É na motivação que o juiz examina questões de direito e de fato, fixa as premissas e expõe sua conclusão que projetou no dispositivo de lei e alegações das partes. Neste aspecto “a exteriorização das razões de decidir revela, desse modo, o prisma pelo qual o juiz interpretou a lei e os fatos da causa, devendo aquelas, por via de consequência, vir expostas com clareza, lógica e precisão, visando à perfeita compreensão de todos os pontos controvertidos, bem como o resultado da demanda” (José Rogério Cruz e Tucci, A motivação da sentença no processo civil, São Paulo, Saraiva, 1997, pp. 107).
Na fundamentação não há o interesse somente pelas partes, estas pela manifestação nos autos, incluída a via recursal. Há a necessidade política. Na margem de apreciação na busca da solução adequada, ao que é atribuído ao magistrado a justificação tem importância pela atuação do juiz nas escolhas permitidas ao decidir. Ao que é viável de ser acolhido na opção fundada em juízo de valores, existe no princípio da motivação uma prestação de contas da função jurisdicional não somente ao jurisdicionado, mas também aos demais juízes, aos participantes do processo e a sociedade em geral. Na lição de Olavo de Oliveira Neto, Elias Marques de Medeiros Neto e Patrícia Elias Cozzolino de Oliveira a conclusão é que “a fundamentação da decisão judicial, que deve ser dirigida à sociedade na qual judica o magistrado, onde também as partes estão inseridas, tem fundamental importância, na medida em que servirá para que a própria sociedade possa fiscalizar a atuação do magistrado, verificando se este decide segundo os valores sociais vigentes em determina época e em determinado local” (Curso de Direito Processual Civil, 2015, Verbatim, pg. 102).
A legitimidade das decisões jurisdicionais, pelo controle da arbitrariedade, esta pelas manifestações das partes e pela prestação de contas à sociedade, esta no julgador inserido na comunidade política, não tem o objetivo de convencer ou acertar. A persuasão racional das partes não tem este tamanho e inatingível alcance. Há o dever da clareza dos motivos à decisão. Se os argumentos expostos convencem é apenas um efeito e não a causa da motivação. A vontade em querer convencer é apenas o subjetivo, restrito ao magistrado ou, quando muito, do vencedor da demanda, ambos em querer a decisão como correta e de convencimento da outra parte e no grau recursal.

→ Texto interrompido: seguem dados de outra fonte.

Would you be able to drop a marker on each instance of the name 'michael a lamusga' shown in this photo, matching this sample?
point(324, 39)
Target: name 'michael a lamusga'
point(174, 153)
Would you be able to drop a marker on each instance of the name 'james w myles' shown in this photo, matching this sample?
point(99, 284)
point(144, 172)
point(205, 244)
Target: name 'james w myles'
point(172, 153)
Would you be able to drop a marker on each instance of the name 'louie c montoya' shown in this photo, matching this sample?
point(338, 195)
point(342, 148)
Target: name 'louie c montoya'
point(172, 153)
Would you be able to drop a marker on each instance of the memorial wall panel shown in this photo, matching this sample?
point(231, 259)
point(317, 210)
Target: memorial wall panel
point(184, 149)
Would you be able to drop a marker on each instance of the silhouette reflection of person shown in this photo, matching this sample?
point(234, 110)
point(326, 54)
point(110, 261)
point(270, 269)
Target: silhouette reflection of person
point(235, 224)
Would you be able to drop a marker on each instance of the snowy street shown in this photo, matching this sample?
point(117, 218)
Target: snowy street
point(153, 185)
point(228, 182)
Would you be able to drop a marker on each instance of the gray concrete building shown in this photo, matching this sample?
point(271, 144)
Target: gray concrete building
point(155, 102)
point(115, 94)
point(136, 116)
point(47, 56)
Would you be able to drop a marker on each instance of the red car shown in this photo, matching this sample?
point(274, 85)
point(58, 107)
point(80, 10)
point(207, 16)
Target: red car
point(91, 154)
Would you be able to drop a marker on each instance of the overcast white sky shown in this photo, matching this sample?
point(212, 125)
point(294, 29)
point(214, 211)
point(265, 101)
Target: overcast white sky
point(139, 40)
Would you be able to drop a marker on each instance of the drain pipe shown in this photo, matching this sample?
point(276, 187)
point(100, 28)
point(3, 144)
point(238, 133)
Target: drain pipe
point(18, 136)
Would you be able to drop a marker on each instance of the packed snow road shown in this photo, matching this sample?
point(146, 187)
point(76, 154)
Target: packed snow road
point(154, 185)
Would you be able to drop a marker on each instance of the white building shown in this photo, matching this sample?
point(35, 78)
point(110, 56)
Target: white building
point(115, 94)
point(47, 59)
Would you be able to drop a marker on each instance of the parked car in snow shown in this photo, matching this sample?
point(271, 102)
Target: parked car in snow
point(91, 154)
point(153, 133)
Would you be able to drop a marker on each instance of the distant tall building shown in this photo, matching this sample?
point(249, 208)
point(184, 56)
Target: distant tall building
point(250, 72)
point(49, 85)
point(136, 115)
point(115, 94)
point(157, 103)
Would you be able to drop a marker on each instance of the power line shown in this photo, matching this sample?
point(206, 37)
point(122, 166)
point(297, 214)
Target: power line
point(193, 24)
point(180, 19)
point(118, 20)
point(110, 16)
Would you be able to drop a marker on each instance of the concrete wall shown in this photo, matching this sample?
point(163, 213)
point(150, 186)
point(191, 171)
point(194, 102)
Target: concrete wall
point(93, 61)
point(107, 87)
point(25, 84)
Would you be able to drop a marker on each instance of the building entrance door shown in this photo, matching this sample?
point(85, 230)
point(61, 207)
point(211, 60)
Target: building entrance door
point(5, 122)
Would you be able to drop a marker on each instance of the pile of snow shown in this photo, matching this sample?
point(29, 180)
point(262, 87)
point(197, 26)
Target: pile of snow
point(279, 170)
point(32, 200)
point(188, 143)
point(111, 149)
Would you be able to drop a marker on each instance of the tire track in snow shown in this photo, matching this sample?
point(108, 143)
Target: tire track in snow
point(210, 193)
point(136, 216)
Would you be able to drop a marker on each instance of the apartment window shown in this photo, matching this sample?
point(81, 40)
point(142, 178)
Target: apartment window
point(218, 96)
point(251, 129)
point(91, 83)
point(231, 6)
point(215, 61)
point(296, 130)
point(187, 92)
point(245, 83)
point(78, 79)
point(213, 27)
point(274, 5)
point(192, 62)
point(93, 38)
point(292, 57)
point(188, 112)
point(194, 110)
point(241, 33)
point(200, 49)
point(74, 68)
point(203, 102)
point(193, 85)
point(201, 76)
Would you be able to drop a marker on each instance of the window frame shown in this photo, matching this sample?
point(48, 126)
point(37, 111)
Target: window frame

Querer a vontade de convencer ou acertar é desprezar que o litígio tem duas partes antagônicas, ao menos. O pronunciamento judicial não coloca fim a este antagonismo; a pacificação do conflito está mais relacionada ao poder jurisdicional e a efetividade do seu resultado que à aceitação ou o convencimento pelo decidido. Portanto, a despeito dos avanços no direito processual, com ou sem vontade no acerto ou do convencimento, a fundamentação segue como aquela que serve ao controle do apreciado e decidido no juízo.
Preservado o agora exposto, consta a nota de rodapé: “JAUERNIG, Othamar, Direito processual civil, cit., p. 267 “É muito interessante a lição do processualista alemão que as partes devem ser convencidas pelo juiz, é o que poderíamos denominar de persuasão racional das partes (ou persuasão racional inversa, em relação ao juiz). Evidentemente, que basta que o julgador fundamente com este objetivo e não que convença efetivamente as partes. A contrapartida da confiança da sociedade no Estado-juiz, entregando-lhe o livre convencimento, é a fundamentação da decisão estimulada pela vontade de convencer as partes” (nota de rodapé número 55, William Santos Ferreira, op.,cit., pg. 292).

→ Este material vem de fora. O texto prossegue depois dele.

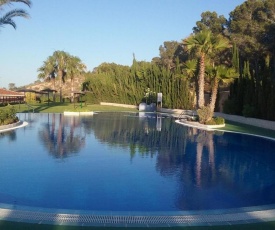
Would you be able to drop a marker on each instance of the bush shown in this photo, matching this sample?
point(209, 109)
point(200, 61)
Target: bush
point(216, 121)
point(230, 107)
point(248, 111)
point(8, 115)
point(219, 120)
point(204, 114)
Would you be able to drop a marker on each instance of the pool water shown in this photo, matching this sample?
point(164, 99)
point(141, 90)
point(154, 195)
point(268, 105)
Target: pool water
point(132, 162)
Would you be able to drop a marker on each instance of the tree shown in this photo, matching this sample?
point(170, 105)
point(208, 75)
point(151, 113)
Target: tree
point(217, 74)
point(211, 21)
point(7, 18)
point(74, 68)
point(58, 66)
point(167, 53)
point(203, 44)
point(12, 86)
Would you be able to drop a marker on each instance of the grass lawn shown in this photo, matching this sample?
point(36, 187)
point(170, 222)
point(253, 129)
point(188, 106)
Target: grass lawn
point(61, 107)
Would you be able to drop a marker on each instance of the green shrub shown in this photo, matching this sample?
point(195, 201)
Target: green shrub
point(204, 114)
point(216, 121)
point(219, 120)
point(8, 115)
point(248, 111)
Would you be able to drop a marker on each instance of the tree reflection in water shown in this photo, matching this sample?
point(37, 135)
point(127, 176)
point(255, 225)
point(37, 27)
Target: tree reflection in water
point(62, 136)
point(11, 135)
point(210, 169)
point(201, 161)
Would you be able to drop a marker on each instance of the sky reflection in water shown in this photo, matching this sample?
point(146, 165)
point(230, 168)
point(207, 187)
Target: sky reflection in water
point(132, 162)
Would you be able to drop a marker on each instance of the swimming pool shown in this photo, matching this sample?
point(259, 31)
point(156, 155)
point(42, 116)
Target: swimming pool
point(132, 162)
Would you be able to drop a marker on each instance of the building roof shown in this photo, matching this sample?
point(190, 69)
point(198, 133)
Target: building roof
point(9, 93)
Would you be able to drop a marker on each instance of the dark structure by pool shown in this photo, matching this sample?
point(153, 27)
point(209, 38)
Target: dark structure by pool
point(132, 162)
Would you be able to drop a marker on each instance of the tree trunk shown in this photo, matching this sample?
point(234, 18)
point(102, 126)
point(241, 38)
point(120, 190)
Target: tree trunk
point(201, 81)
point(72, 90)
point(60, 84)
point(214, 94)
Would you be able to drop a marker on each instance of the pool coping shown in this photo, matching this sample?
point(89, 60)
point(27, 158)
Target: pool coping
point(19, 124)
point(26, 214)
point(246, 215)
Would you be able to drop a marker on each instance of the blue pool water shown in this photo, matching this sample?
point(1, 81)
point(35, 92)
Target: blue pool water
point(132, 162)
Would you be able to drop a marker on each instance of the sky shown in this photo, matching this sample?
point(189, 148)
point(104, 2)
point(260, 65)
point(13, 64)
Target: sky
point(96, 31)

A fundamentação ou motivação “ao mesmo tempo, enquanto assegura o controle da legalidade e do nexo entre convencimento e provas, a motivação carrega também o valor endoprocessual de garantia de defesa e o valor extraprocessual de publicidade. E pode ser, portanto, considerado o principal parâmetro tanto da legitimação interna ou jurídica quando da externa ou democrática da função judiciária” (Luigi Ferrajoli, Direito e Razão, Teoria do Garantirismo Penal, RT, São Paulo, 2ª. ed., 2006, pg. 574).

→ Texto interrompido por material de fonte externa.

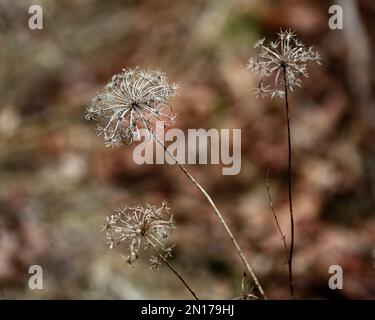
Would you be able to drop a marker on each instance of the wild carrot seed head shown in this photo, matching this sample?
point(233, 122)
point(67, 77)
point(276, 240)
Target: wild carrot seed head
point(141, 226)
point(133, 99)
point(285, 55)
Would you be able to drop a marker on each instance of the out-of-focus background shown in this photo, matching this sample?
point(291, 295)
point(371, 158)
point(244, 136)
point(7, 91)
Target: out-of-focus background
point(58, 181)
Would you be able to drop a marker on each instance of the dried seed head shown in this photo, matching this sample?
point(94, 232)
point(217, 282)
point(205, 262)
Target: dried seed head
point(133, 99)
point(286, 56)
point(141, 227)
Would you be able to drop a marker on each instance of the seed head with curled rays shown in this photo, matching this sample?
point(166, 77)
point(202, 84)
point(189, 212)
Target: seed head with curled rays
point(141, 226)
point(133, 99)
point(287, 56)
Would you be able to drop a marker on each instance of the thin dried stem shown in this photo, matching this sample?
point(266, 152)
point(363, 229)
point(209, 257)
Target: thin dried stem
point(276, 219)
point(221, 218)
point(291, 249)
point(173, 269)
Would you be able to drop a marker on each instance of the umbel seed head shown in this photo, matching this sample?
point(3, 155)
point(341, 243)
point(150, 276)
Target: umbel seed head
point(141, 227)
point(133, 99)
point(281, 62)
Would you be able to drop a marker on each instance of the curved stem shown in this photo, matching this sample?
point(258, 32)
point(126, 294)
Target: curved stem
point(276, 218)
point(290, 260)
point(221, 218)
point(173, 270)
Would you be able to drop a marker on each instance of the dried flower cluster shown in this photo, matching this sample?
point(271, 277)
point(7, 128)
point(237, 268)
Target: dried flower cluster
point(133, 99)
point(141, 227)
point(282, 60)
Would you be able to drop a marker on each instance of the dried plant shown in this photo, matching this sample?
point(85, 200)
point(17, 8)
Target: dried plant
point(281, 64)
point(137, 98)
point(132, 100)
point(143, 227)
point(246, 289)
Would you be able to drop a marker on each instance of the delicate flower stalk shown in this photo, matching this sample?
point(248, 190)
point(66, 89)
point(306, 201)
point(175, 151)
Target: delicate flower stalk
point(143, 227)
point(136, 98)
point(281, 64)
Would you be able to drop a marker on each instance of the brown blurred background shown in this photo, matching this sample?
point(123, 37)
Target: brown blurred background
point(58, 181)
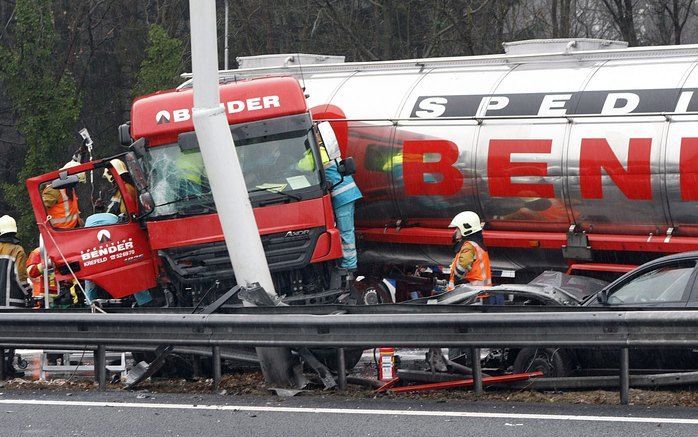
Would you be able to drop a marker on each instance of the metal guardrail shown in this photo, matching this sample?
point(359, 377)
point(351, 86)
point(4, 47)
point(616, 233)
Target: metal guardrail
point(584, 328)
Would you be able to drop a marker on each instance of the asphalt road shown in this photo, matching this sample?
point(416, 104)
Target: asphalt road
point(56, 413)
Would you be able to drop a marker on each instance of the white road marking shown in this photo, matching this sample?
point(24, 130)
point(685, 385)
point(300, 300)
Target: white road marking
point(267, 409)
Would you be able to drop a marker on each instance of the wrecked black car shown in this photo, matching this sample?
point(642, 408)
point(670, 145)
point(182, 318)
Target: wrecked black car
point(668, 282)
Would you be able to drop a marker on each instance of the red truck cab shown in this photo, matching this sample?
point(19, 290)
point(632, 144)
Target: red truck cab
point(174, 238)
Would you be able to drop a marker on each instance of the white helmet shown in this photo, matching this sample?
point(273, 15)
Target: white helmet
point(119, 166)
point(70, 164)
point(7, 225)
point(467, 222)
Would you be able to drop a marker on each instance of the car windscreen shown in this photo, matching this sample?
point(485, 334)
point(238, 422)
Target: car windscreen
point(666, 283)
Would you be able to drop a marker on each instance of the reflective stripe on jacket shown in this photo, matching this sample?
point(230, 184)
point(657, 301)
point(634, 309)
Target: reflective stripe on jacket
point(13, 275)
point(63, 209)
point(35, 272)
point(477, 273)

A fundamentação tem, pois, múltiplos aspectos que vão desde a necessidade de comunicação judicial, exercício de lógica e atividade intelectual do juiz, até sua submissão, como ato processual, ao estado de direito e às garantias constitucionais estampadas na CF 5º., trazendo, consequentemente a exigência da imparcialidade do juiz, a publicidade das decisões judiciais, a legalidade da mesma decisão, passando pelo princípio constitucional da independência jurídica do magistrado, que pode decidir de acordo com sua livre convicção, desde que motive as razões de convencimento, princípio do livre convencimento motivado” (Nelson Nery Junior, Princípios do processo na Constituição Federal, 11ª.ed., RT, 2013, pg. 300/301).
3. A fundamentação e as provas
Há a advertência de Norberto Bobbio “uma coisa é falar de direitos do homem, direitos sempre novos e cada vez mais extensos, e justifica-los com argumentos convincentes; outra coisa é garantir-lhes uma proteção efetiva” (nota de rodapé 29, Bruno Dantas, Teoria dos Recursos Repetitivos, São Paulo, RT, 2015). E, nisto, direito e garantia se distinguem. O direito tem caráter declaratório; a garantia tem caráter assecuratório. O direito à prova é uma garantia constitucional e, no assegurado “não significa que tudo que a parte alega ou mesmo todas as provas apresentadas devem constar sempre exaustivamente nas decisões judiciais, o que representaria ônus excessivo e inútil. O que é inadmissível é inadmissível é a desconsideração. O relevante é que não poderá faltar explicitamente na decisão” (Willian Santos Ferreira, op.,cit., pg. 50).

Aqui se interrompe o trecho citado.